A study of 92 men with HIV in New York has found that nine per cent had high—grade anal intraepithelial neoplasia (AIN), a condition that carries a risk of developing into invasive anal cancer without treatment.
Receptive anal intercourse was the strongest risk factor for infection with cancer-causing types of human papillomavirus (HPV), whilst the factor most strongly predictive of AIN (both low and high grade) was a low nadir CD4 cell count (the lowest level ever reached).
Lower CD4 cell count nadir was associated with an increased risk of AIN, even after controlling for current treatment.
The investigators argue that while receptive anal intercourse is a strong indicator of HPV and virus-associated cell damage, a relatively intact immune system can contain further progression. Conversely, they also suggest that whilst immune reconstitution on highly active antiretroviral therapy (HAART) in individuals with a low CD4 cell count nadir may be sufficiently robust to stop prophylaxis against opportunistic infections, deficits in immune cell proliferation may persist that continue to expose these people to a higher risk of developing AIN.
Nearly a quarter of the cases of AIN were in men who had never had receptive anal intercourse and who were heterosexual. The investigators argue that sexual orientation or behaviour should not be used as entry criteria for programmes that screen for anal cancer or its precursors.
Being on HAART or having an undetectable viral load were both strongly protective factors, reducing the risk of AIN at least tenfold. A previous study did not find HAART protective, but did find more anal cancer in people with higher viral loads.
The present study recruited men from the Columbia Presbyterian Medical Center Infectious Diseases Clinic in New York.

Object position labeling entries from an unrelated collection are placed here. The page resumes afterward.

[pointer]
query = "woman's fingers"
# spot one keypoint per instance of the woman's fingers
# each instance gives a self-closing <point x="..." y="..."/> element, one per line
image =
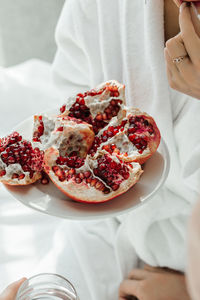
<point x="129" y="287"/>
<point x="187" y="74"/>
<point x="190" y="38"/>
<point x="138" y="274"/>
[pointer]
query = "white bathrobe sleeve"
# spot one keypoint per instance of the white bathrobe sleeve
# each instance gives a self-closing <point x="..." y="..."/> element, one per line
<point x="88" y="53"/>
<point x="70" y="68"/>
<point x="187" y="135"/>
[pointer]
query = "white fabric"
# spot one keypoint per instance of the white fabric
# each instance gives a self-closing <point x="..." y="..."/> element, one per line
<point x="100" y="40"/>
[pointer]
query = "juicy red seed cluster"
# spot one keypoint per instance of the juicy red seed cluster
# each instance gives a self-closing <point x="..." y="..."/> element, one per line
<point x="45" y="179"/>
<point x="83" y="177"/>
<point x="109" y="133"/>
<point x="79" y="109"/>
<point x="140" y="124"/>
<point x="139" y="142"/>
<point x="109" y="171"/>
<point x="94" y="92"/>
<point x="110" y="111"/>
<point x="13" y="150"/>
<point x="40" y="130"/>
<point x="71" y="162"/>
<point x="111" y="148"/>
<point x="113" y="89"/>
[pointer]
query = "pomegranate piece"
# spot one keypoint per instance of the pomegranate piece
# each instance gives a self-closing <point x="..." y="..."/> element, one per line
<point x="97" y="106"/>
<point x="94" y="180"/>
<point x="20" y="163"/>
<point x="70" y="134"/>
<point x="135" y="138"/>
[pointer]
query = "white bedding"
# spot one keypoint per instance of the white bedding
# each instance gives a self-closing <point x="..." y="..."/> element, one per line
<point x="84" y="252"/>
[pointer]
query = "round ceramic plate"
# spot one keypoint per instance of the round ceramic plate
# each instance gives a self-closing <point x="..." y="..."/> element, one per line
<point x="50" y="200"/>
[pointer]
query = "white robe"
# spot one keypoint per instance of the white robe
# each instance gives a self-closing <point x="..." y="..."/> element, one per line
<point x="124" y="40"/>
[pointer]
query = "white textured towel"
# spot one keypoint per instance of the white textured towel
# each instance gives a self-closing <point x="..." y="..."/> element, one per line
<point x="124" y="40"/>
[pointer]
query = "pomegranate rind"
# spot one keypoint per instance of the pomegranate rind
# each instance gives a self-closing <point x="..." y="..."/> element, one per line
<point x="98" y="102"/>
<point x="82" y="192"/>
<point x="20" y="163"/>
<point x="26" y="181"/>
<point x="153" y="140"/>
<point x="59" y="128"/>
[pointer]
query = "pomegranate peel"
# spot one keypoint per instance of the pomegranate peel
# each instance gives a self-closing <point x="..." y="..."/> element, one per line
<point x="97" y="106"/>
<point x="70" y="134"/>
<point x="20" y="163"/>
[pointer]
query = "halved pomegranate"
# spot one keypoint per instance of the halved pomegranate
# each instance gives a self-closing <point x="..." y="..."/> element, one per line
<point x="20" y="163"/>
<point x="91" y="180"/>
<point x="135" y="138"/>
<point x="97" y="106"/>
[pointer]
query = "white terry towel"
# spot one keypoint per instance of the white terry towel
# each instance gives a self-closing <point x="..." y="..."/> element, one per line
<point x="123" y="40"/>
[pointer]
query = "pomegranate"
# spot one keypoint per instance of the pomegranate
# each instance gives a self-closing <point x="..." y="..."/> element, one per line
<point x="20" y="163"/>
<point x="134" y="138"/>
<point x="91" y="179"/>
<point x="97" y="106"/>
<point x="72" y="135"/>
<point x="92" y="151"/>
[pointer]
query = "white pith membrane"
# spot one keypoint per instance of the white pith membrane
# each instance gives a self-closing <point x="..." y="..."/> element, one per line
<point x="82" y="184"/>
<point x="20" y="164"/>
<point x="98" y="106"/>
<point x="115" y="137"/>
<point x="67" y="134"/>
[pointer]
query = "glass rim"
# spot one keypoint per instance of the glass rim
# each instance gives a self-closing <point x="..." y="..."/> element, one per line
<point x="48" y="274"/>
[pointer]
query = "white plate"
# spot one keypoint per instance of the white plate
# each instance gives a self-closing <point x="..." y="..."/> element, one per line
<point x="48" y="199"/>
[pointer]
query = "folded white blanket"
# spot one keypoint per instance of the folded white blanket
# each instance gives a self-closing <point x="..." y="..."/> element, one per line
<point x="125" y="41"/>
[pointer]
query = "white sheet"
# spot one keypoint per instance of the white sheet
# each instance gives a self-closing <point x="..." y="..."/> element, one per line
<point x="125" y="42"/>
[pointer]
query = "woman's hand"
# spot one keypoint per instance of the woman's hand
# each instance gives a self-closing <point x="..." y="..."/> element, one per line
<point x="154" y="284"/>
<point x="184" y="76"/>
<point x="11" y="291"/>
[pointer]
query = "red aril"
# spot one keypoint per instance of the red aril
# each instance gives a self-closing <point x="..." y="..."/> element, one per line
<point x="20" y="163"/>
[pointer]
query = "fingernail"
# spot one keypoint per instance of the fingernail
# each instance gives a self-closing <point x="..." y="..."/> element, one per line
<point x="194" y="8"/>
<point x="183" y="5"/>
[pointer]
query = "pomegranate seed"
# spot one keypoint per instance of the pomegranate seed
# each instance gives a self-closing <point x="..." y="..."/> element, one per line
<point x="106" y="191"/>
<point x="115" y="187"/>
<point x="4" y="155"/>
<point x="62" y="178"/>
<point x="98" y="185"/>
<point x="2" y="173"/>
<point x="93" y="182"/>
<point x="44" y="181"/>
<point x="87" y="174"/>
<point x="81" y="176"/>
<point x="72" y="171"/>
<point x="60" y="128"/>
<point x="78" y="180"/>
<point x="99" y="117"/>
<point x="104" y="116"/>
<point x="113" y="102"/>
<point x="132" y="137"/>
<point x="15" y="175"/>
<point x="21" y="176"/>
<point x="11" y="160"/>
<point x="62" y="109"/>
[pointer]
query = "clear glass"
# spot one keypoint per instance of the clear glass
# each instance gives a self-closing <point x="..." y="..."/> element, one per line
<point x="47" y="286"/>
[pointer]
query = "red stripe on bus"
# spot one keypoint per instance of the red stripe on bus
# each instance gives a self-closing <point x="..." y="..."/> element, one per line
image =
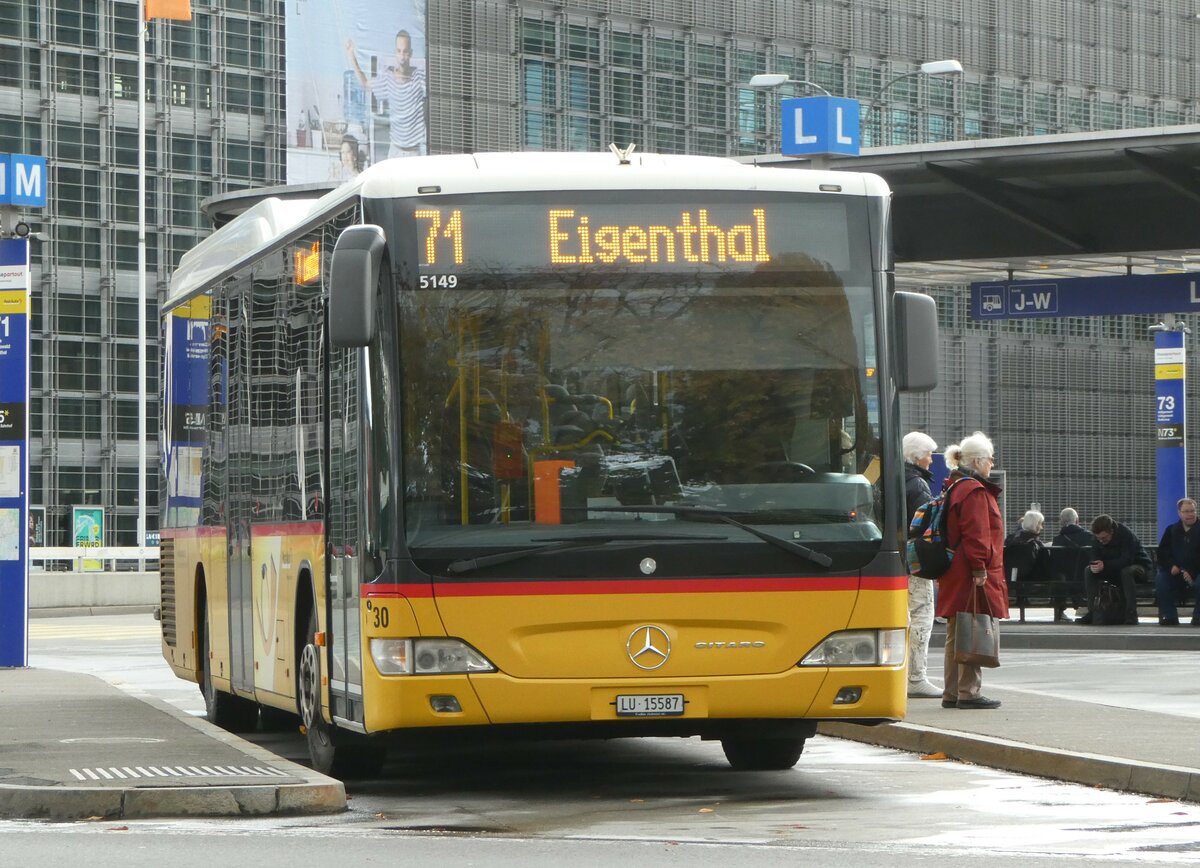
<point x="634" y="586"/>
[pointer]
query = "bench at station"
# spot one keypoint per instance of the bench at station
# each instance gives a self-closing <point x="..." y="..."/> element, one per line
<point x="1061" y="586"/>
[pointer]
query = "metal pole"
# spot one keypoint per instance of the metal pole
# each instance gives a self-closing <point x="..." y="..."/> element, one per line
<point x="143" y="35"/>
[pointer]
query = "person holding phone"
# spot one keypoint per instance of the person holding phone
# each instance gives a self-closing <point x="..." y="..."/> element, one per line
<point x="1121" y="560"/>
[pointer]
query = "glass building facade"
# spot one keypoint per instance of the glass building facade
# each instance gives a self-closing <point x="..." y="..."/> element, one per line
<point x="505" y="75"/>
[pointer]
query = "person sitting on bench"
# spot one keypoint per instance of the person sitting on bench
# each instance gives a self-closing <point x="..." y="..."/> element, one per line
<point x="1121" y="560"/>
<point x="1179" y="563"/>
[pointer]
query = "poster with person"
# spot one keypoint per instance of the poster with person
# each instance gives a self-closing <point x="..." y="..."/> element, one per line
<point x="357" y="88"/>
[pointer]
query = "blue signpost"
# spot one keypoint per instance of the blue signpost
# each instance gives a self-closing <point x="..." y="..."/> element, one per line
<point x="1087" y="297"/>
<point x="1144" y="293"/>
<point x="1170" y="377"/>
<point x="23" y="184"/>
<point x="816" y="125"/>
<point x="13" y="452"/>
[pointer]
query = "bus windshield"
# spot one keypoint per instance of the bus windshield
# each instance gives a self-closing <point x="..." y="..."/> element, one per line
<point x="543" y="403"/>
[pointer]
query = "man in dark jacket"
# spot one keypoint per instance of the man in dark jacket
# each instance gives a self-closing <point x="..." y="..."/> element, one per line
<point x="1121" y="560"/>
<point x="1179" y="563"/>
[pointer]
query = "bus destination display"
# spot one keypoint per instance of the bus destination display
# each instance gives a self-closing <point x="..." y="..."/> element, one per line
<point x="657" y="237"/>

This serves an almost entirely Latino and Black population, and only seven individuals (8%) of the study group were white. 53% were Latino and 36% African-American.
Half of the study population self-identified as gay and 11% as bisexual; 60% reported ever having had receptive anal intercourse.
Eighty-two per cent were receiving HAART and were reasonably well-controlled virologically, with two-thirds of the whole group having an HIV viral load under 400 copies/ml.
Several clinical investigations were made. Cells from the anal canal were tested for the presence of HPV DNA and genotyped. Microscopy was used to determined the presence of atypical cells, and trial participants had a biopsy to determine AIN.
Sixty-one per cent of participants were found to have at least one high-risk type of HPV, while 18% had multiple high-risk types.
Forty-seven per cent of the participants whose cells were analysed by microscopy had abnormal results, with 30% having the microscopic precursors of neoplasia termed squamous intraepithelial lesions.
Forty per cent of participants had AIN when biopsies were examined, though only 9% had the high grade version which is normally seen as an indicator for topical or surgical intervention.
When risk factors for these results were determined it was found that the only significant risk factor for infection with high-risk HPV was a history of receptive anal sex (odds ratio 7.1, p < 0.001), though age under 40 showed a trend to significance (odd ratio 2.4, p = 0.12)
For abnormal squamous cells, receptive anal intercourse was still a risk factor (odds ratio 5.7, p = 0.03), though nadir CD4 count was almost significant (odds ratio 1.7 for a low nadir, p = 0.06).
For anal intraepithelial neoplasia, however, the CD4 nadir was the only significant predictor (odds ratio 2.0 for a low nadir, p = 0.03), though age under 40 was almost significant (odds ratio 3.6, p = 0.06)
Current use of HAART was strongly protective both against abnormal cells (odds ratio 0.06 or an 18-fold reduction in frequency compared to untreated patients, p < 0.01) and AIN (odds ratio 0.09 for an elevenfold reduction, p = 0.03).
Only a minority of cases of high-grade AIN ever turn into invasive anal cancer. Previous studies found its incidence to be 65-70 cases in 100,000 person years, or about one case in 1500 patients a year (Goedert 1998).
The cross-sectional design of the study was unable to show whether HAART stops progression of cancer or promotes regression. Another limitation of the study was that it did not distinguish between risk factors for high and low grade AIN.
Wilkin TJ et al. Anal intraepithelial neoplasia in heterosexual and homosexual HIV-positive men with access to antiretroviral therapy. J Infect Dis 190: 1685-1691, 2004.
Goedert JJ et al. Spectrum of AIDS-associated malignant disorders. Lancet 351: 1833-1839, 1998.